The glider kits provision, included in EPA’s 2016 Phase 2 heavy-truck greenhouse gas emissions rule, limits the number of nonemissions-compliant gliders built by each company to 300 a year and requires gliders beyond that number to be certified as emissions-compliant for the model year they are built.
Two of the letters to Pruitt argued that repealing the glider regulation would be bad for the economy.
Pruitt
A letter dated March 16 and signed by four Republican U.S. senators, including Richard Burr of North Carolina, said a repeal of the glider requirements would “undermine the significant investments made by domestic manufacturers and the logistics industry.”
The senators said their view is shared by numerous stakeholders, medium- and heavy-duty truck manufacturers, and engine and emission control technology makers.
“We urge you to consider the adverse impact on the economy if the authority to implement reasonable regulation of gliders is repealed and the regulatory certainty maintained through prior administrations is removed.”
A second letter, dated March 27 and signed by 10 House Republicans, noted that in addition to hurting the economy, a repeal of the rule would run the risk “that a court would impose requirements beyond what the previous administration negotiated with the industry, which could undermine the manufacturing and rebuilding industries resulting in the loss of countless jobs across the United States.”
The letter continued, “We have seen what happens when overreaching and even illegal regulations are issued that go against the intent of the Clean Air Act.”
Still, the signers “respectfully asked” that the agency “consider the negative impacts if the authority to implement reasonable regulation of gliders is now repealed.”
Among co-signers of that letter were two members of the House Transportation and Infrastructure Committee, Reps. Mark Sanford (R-S.C.) and Jimmy Duncan (R-Tenn.).
A third letter was dated March 12 and signed by Sens. Tom Carper (D-Del.), ranking member of the Committee on Environment and Public Works, and Tom Udall (D-N.M.), ranking member of the Subcommittee on the Department of the Interior, Environment and Related Agencies.
“Glider trucks, also known as ‘zombie trucks,’ look like new trucks on the outside — and are advertised and sold as new — but are equipped with old, high-polluting diesel engines on the inside,” the two Democrats wrote. “We urge you to withdraw this dangerous, legally questionable proposal immediately.”

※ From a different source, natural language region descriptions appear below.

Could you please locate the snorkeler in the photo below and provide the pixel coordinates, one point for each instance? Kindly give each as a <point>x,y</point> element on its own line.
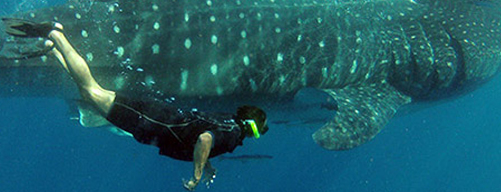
<point>183,135</point>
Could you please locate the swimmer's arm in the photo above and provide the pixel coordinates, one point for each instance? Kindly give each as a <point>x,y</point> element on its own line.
<point>200,156</point>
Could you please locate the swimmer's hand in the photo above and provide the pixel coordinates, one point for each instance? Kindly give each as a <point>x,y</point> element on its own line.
<point>210,175</point>
<point>190,184</point>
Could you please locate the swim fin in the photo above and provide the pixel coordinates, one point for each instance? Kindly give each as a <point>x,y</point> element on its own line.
<point>25,28</point>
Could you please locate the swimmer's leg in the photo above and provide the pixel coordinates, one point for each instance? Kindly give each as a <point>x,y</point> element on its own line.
<point>78,69</point>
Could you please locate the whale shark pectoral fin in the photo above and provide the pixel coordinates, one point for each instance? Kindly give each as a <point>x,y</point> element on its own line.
<point>362,112</point>
<point>90,116</point>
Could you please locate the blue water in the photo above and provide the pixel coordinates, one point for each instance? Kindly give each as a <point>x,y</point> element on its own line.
<point>452,146</point>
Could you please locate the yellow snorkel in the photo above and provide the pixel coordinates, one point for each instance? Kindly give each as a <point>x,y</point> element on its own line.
<point>253,125</point>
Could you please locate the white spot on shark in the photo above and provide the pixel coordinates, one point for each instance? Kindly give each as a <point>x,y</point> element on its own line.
<point>302,60</point>
<point>280,57</point>
<point>184,80</point>
<point>89,56</point>
<point>154,7</point>
<point>111,8</point>
<point>85,34</point>
<point>120,51</point>
<point>214,39</point>
<point>259,16</point>
<point>246,60</point>
<point>325,71</point>
<point>187,43</point>
<point>213,69</point>
<point>116,29</point>
<point>321,44</point>
<point>354,66</point>
<point>219,90</point>
<point>253,85</point>
<point>149,81</point>
<point>155,49</point>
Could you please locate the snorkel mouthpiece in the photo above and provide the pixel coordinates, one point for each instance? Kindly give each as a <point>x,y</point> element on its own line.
<point>253,125</point>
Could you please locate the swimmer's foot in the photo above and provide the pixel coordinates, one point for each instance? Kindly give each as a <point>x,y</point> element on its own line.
<point>25,28</point>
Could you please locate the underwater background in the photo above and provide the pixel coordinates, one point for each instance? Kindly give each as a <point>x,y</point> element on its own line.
<point>447,146</point>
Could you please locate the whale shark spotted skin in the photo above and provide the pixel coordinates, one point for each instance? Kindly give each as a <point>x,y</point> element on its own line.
<point>371,57</point>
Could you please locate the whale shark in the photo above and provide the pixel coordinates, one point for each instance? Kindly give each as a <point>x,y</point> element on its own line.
<point>370,58</point>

The Carper-Udall letter said that internal EPA research showed that a 2017 glider truck can emit up to 450 times the particulate matter pollution, and up to 43 times the nitrogen oxide pollution of model year 2014 and 2015 trucks.
The letter also said that glider trucks used to be a niche industry, with fewer than 1,000 vehicles produced each year — primarily for engine-salvage purposes when relatively new trucks got in collisions.
However, by 2015, “significantly over 10,000” glider vehicles were being sold, the letter said.